I have used the Garmin Edge 305 for over a year without any problems with it coming off until last week. I went for a short mountain bike ride and lost my Garmin. I wasn't going hard so I wasn't watching speed, HR ect. I remember seeing it at 24 minutes in but didn't even notice it was missing until about 45 minutes. I retraced the trail but never could find it. Maybe I didn't have it snapped in good but it would be nice if there was a secondary system to prevent losing it.


----------



## fliernh (Aug 19, 2008)

Garmin, are you listening????


----------



## Jllaclair (Sep 14, 2003)

I have used the Garmin 705 for a few years now. The mounts break OFTEN and are expensive to replace. The little tab thing you have to depress is what always breaks on mine. Having said that, my unit has never fallen off. Except in my last race at Michaux I did a little (forcefull) endo and apparently my GPS unit split in two. Top half went in the stream (which I couldn't find), and the bottom half still remained in the mount. Garmin was willing to replace my unit with a refurbished one for 59.00....... Although it is taking a little longer because the replacement they sent me was a NUVI.  So Now I am in the process of sending that back. 
Jeff


----------



## squeeler (Jan 4, 2008)

I've broken 4 in the last year on my mtb, but the one on my roadie is as good as new. I don't think it's a design fault as such, I just think it gets more abuse on the mtb. I think if the mount was strengthened it may cause problems i.e. I'd rather a cheap plastic mount snap than part of the mounting system on the unit itself.

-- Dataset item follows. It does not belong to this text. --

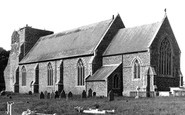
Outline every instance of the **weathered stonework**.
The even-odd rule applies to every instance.
[[[105,23],[105,22],[104,22]],[[158,27],[159,23],[151,24],[147,26],[148,28],[152,28],[151,26],[155,25],[155,29]],[[115,95],[124,95],[124,96],[135,96],[137,89],[139,89],[140,94],[142,96],[147,96],[149,93],[151,95],[154,94],[155,89],[157,88],[158,91],[169,91],[169,87],[178,87],[180,83],[180,49],[177,44],[177,41],[175,40],[175,36],[173,35],[173,31],[170,27],[170,24],[168,22],[168,18],[165,17],[164,20],[161,23],[159,30],[154,29],[156,31],[156,35],[153,35],[153,31],[151,32],[151,36],[154,38],[151,38],[150,41],[148,40],[146,43],[147,45],[145,47],[139,46],[142,44],[139,44],[137,47],[141,47],[139,51],[138,49],[133,47],[127,47],[130,50],[120,50],[120,52],[115,53],[114,50],[116,47],[113,47],[111,54],[104,55],[106,50],[109,49],[109,46],[111,46],[111,43],[113,40],[115,40],[115,36],[118,38],[122,38],[124,24],[121,21],[120,16],[118,15],[116,18],[113,18],[110,20],[110,25],[105,29],[104,33],[102,32],[102,36],[99,39],[99,42],[97,42],[91,49],[87,49],[87,52],[85,48],[83,48],[84,44],[80,46],[78,43],[81,43],[81,41],[75,39],[70,40],[71,37],[70,34],[75,34],[80,31],[89,32],[86,30],[77,30],[73,32],[64,32],[62,34],[53,34],[51,36],[47,36],[47,45],[50,44],[50,39],[54,39],[55,41],[57,37],[61,37],[61,39],[65,39],[66,36],[68,36],[68,42],[75,40],[78,42],[75,45],[79,45],[77,48],[70,49],[68,46],[66,46],[66,49],[64,48],[64,51],[62,47],[57,47],[56,49],[48,49],[48,52],[45,52],[48,57],[46,59],[43,59],[42,57],[45,56],[45,54],[42,55],[42,59],[39,60],[31,60],[29,58],[29,51],[31,48],[36,44],[38,39],[42,36],[52,34],[51,31],[45,31],[45,30],[38,30],[33,29],[31,27],[25,27],[20,29],[19,31],[15,31],[12,34],[12,44],[11,44],[11,53],[8,61],[8,65],[4,71],[5,74],[5,82],[6,82],[6,91],[13,91],[13,92],[20,92],[20,93],[28,93],[28,91],[32,91],[33,93],[40,93],[40,92],[55,92],[63,89],[67,94],[69,92],[72,92],[75,95],[82,94],[82,91],[85,90],[86,92],[89,89],[92,89],[93,92],[96,92],[97,96],[107,96],[108,92],[110,90],[113,91]],[[142,26],[145,27],[145,26]],[[145,29],[148,29],[148,28]],[[139,28],[139,27],[138,27]],[[138,29],[137,28],[137,29]],[[87,30],[89,28],[86,28]],[[95,28],[96,29],[96,28]],[[119,31],[119,30],[122,31]],[[134,31],[137,30],[136,28]],[[129,29],[131,31],[132,28]],[[142,30],[142,28],[140,29]],[[139,31],[139,37],[137,38],[134,36],[134,40],[137,38],[137,40],[141,40],[142,34],[146,32],[140,32]],[[149,29],[150,30],[150,29]],[[94,31],[94,30],[93,30]],[[99,31],[98,31],[99,32]],[[91,31],[89,32],[90,35],[92,34]],[[117,33],[121,33],[117,34]],[[97,33],[96,33],[97,34]],[[125,33],[124,33],[125,34]],[[131,33],[127,33],[129,35]],[[126,34],[126,35],[127,35]],[[133,34],[133,33],[132,33]],[[140,36],[141,34],[141,36]],[[118,36],[117,36],[118,35]],[[135,35],[135,34],[134,34]],[[136,34],[137,35],[137,34]],[[77,33],[77,36],[79,36],[79,33]],[[87,35],[86,35],[87,36]],[[120,37],[121,36],[121,37]],[[146,37],[146,34],[143,34],[144,37]],[[149,36],[149,35],[148,35]],[[151,37],[150,36],[150,37]],[[95,35],[96,37],[96,35]],[[44,39],[46,39],[44,38]],[[148,37],[146,37],[148,39]],[[171,49],[172,49],[172,75],[160,75],[159,74],[159,49],[161,41],[167,38],[170,41]],[[60,38],[57,40],[61,40]],[[80,40],[84,40],[85,38],[81,38]],[[127,39],[127,38],[125,38]],[[130,37],[129,39],[133,39]],[[129,41],[129,39],[127,39]],[[119,41],[121,39],[118,39]],[[124,42],[128,42],[125,40]],[[118,42],[119,42],[118,41]],[[84,41],[83,41],[84,42]],[[38,44],[40,42],[37,42]],[[43,45],[44,45],[43,41]],[[60,43],[60,42],[59,42]],[[63,43],[63,41],[61,41]],[[87,43],[87,42],[84,42]],[[122,42],[120,42],[122,45]],[[128,42],[129,43],[129,42]],[[131,43],[131,42],[130,42]],[[134,42],[133,42],[134,43]],[[142,43],[142,42],[141,42]],[[151,43],[151,44],[150,44]],[[73,44],[73,43],[71,43]],[[116,44],[116,42],[114,43]],[[123,43],[124,44],[124,43]],[[43,46],[41,45],[41,46]],[[73,44],[74,45],[74,44]],[[75,46],[74,45],[74,46]],[[52,45],[51,45],[52,46]],[[89,45],[88,45],[89,46]],[[115,45],[117,46],[117,44]],[[47,47],[47,46],[45,46]],[[44,47],[44,48],[45,48]],[[121,46],[120,46],[121,47]],[[118,48],[120,48],[118,47]],[[39,49],[40,47],[38,47]],[[43,47],[41,47],[43,48]],[[43,48],[43,49],[44,49]],[[61,48],[61,49],[60,49]],[[68,49],[69,51],[68,51]],[[143,49],[142,49],[143,48]],[[36,48],[37,49],[37,48]],[[58,50],[60,49],[60,50]],[[76,50],[77,49],[77,50]],[[126,48],[125,48],[126,49]],[[59,57],[57,53],[64,53],[64,56],[61,55]],[[70,51],[71,50],[71,51]],[[119,49],[117,49],[119,50]],[[44,52],[42,50],[41,52]],[[65,53],[69,53],[65,54]],[[74,53],[74,55],[73,55]],[[78,54],[79,53],[79,54]],[[80,54],[81,53],[81,54]],[[115,54],[114,54],[115,53]],[[36,50],[36,55],[39,55],[40,53]],[[56,57],[49,57],[50,55],[57,55]],[[78,55],[77,55],[78,54]],[[25,56],[28,60],[31,61],[25,61],[20,62]],[[33,56],[35,56],[33,54]],[[63,57],[62,57],[63,56]],[[66,57],[65,57],[66,56]],[[34,57],[35,58],[35,57]],[[38,57],[36,57],[38,58]],[[79,60],[82,60],[83,66],[80,66],[80,72],[82,73],[81,68],[85,68],[84,70],[84,76],[85,76],[85,84],[83,86],[78,86],[78,66],[77,63]],[[139,63],[139,78],[134,78],[134,63]],[[51,64],[52,70],[53,70],[53,85],[48,86],[48,64]],[[22,86],[22,68],[23,66],[26,68],[26,85]],[[61,67],[63,71],[63,78],[60,78],[61,76]],[[109,66],[110,68],[107,69]],[[38,69],[37,69],[38,68]],[[36,70],[39,70],[36,72]],[[81,71],[82,70],[82,71]],[[109,71],[110,70],[110,71]],[[100,73],[98,73],[100,71]],[[38,74],[37,74],[38,73]],[[100,76],[98,76],[97,74]],[[152,74],[151,74],[152,73]],[[92,81],[86,81],[86,78],[89,77],[96,78],[97,75],[98,79],[93,79]],[[101,76],[105,75],[105,76]],[[36,76],[38,76],[38,80],[36,79]],[[107,77],[107,78],[104,78]],[[118,78],[118,86],[115,85],[115,78]],[[61,87],[62,86],[62,87]],[[35,90],[37,88],[37,90]],[[37,91],[37,92],[36,92]],[[149,92],[149,93],[148,93]]]
[[[134,79],[133,62],[137,59],[140,63],[140,78]],[[123,95],[130,96],[131,91],[136,91],[140,87],[146,91],[147,70],[150,66],[150,53],[136,53],[123,55]]]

By the way it is always the same bit that breaks, the removeable bit you insert into the main mount which you slide the zip ties thru' , as the unit gets bashed the zip ties are stronger than the mount and deform it untill they break.

However, in the UK at a best price of £7 each and no four packs to be found I think its very expensive for a couple of zip ties and a few small lumps of plastic and gives me an extra niggle every few months when I need a new one!


----------



## fastmtnbiker33w (Feb 3, 2004)

I hate those mounts. I just tape mine on with clear packing tape.


----------



## Cheers! (Jun 26, 2006)

only time i've ever broken a mount was in a crash. But then again the saddle rail snapped too in teh crash.


----------



## shiggy (Dec 19, 1998)

It is interesting that their sponsored pro road team uses a big zip tie over the unit and around the stem.


----------



## ghawk (Sep 14, 2007)

> and every couple of months the unit just seems to give up the ghost and then will start working again.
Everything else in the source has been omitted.